L’histoire
Un anniversaire marquant est une belle excuse pour faire un grand cadeau. La S/T est le présent conçu par Porsche pour célébrer le 60e anniversaire de la 911 et pour satisfaire les fans de la 911. Mais il s’agit toutefois d’un cadeau coûteux, qui ne plaira pas à tout le monde et qui surtout, ne sera pas accessible à tout le monde. Même ceux qui la veulent. En effet, en référence à l’année de naissance de la 911, seulement 1963 voitures seront construites dans le monde entier. En France, son prix est de 308 976 euros (avant options).

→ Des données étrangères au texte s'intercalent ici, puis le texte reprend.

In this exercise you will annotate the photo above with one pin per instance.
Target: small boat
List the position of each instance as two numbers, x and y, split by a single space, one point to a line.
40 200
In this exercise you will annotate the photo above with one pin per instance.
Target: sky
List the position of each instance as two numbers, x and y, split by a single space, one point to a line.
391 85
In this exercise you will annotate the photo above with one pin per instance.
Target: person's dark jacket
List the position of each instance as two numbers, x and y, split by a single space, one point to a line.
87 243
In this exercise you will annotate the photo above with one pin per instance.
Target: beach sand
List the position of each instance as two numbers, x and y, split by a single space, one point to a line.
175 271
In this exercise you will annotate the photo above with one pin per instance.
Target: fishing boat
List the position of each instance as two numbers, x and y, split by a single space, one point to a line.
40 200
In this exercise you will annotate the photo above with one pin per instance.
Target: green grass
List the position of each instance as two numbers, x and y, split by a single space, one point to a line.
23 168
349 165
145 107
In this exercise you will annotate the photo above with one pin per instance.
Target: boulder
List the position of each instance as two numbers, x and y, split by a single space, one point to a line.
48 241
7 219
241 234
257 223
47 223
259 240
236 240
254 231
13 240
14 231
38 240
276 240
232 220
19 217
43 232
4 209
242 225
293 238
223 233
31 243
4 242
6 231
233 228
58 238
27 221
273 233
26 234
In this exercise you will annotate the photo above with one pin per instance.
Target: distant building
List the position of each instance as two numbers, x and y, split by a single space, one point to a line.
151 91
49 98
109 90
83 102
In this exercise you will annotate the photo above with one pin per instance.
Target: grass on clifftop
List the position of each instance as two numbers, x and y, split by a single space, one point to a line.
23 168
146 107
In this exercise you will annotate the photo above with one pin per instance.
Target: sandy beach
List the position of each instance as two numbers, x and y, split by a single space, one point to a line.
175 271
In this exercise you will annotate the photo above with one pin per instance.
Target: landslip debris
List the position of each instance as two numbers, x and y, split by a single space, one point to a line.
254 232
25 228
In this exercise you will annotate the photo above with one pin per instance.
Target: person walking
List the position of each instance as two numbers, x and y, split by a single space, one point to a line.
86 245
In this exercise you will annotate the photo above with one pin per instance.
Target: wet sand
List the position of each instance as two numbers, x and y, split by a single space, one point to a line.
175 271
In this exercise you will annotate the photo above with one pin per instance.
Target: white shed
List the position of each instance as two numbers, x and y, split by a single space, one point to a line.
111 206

Son nom est repris de la Porsche 911 S/T de première génération, une version de la 911 dotée d’un pack course vendu de 1969 à 1972. L’ensemble combinait le moteur de la 911 S (la plus grosse de l’époque) avec des pièces de la 911 T (la plus légère de l’époque), ainsi que des vitres en plexiglas et des panneaux de carrosserie allégés. Plusieurs 911 équipées du pack S/T ont participé à des courses sur circuit, des rallyes et des courses de côte. La 911 S/T était, à bien des égards, le précurseur de la Carrera RS de 2,7 litres, devenue aujourd’hui un mythe.

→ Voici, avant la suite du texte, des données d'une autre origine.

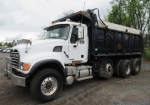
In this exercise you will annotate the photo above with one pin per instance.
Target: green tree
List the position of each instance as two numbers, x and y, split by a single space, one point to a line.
5 44
9 44
132 13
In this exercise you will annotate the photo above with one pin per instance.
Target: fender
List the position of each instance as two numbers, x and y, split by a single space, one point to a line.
40 63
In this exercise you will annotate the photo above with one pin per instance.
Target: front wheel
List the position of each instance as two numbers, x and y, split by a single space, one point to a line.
125 68
46 85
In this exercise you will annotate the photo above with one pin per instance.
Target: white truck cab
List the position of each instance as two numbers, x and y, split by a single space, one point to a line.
73 51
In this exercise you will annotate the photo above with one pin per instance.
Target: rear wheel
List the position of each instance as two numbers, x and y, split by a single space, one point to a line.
125 68
46 85
136 66
109 67
116 71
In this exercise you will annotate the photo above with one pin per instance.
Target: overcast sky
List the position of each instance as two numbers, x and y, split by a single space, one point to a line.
26 18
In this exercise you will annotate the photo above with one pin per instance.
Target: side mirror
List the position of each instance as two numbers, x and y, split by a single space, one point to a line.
80 32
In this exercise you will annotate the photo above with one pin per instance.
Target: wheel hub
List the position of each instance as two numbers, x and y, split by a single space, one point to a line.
49 85
109 68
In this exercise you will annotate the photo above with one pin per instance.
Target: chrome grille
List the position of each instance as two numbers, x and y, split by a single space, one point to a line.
14 55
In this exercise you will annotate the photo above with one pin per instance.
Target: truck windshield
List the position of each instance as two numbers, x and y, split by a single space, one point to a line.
57 32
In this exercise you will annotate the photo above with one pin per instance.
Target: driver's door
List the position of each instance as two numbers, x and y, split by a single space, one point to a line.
78 48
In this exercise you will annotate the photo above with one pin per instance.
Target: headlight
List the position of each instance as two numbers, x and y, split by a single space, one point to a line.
24 66
27 48
57 49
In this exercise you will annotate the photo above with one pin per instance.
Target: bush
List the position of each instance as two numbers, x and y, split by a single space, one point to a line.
147 53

La nouvelle Porsche 911 S/T a une philosophie assez similaire : elle prend pour base la 911 GT3 Touring, relativement légère et dépourvue d’ailerons, et y ajoute le moteur de la nouvelle 911 GT3 RS. Cependant, fait inédit, elle l’associe à une boîte de vitesses manuelle. Avec ses 1380 kg, il s’agit de la 911 Type 992 la plus légère (à sec, cela donne 1270 kg) car elle est environ 38 kg plus légère qu’une 911 GT3 Touring à boîte manuelle dans sa version la plus légère possible.
Conçue pour la route
Contrairement à la S/T originale, cependant, elle n’est pas destinée à aller sur circuit. Elle est conçue pour être amusante à des vitesses routières et Porsche n’a pas l’intention d’enregistrer un chrono sur le Nürburgring (même si selon certains, elle a signé des temps fulgurants sur les circuits visités au cours de son développement).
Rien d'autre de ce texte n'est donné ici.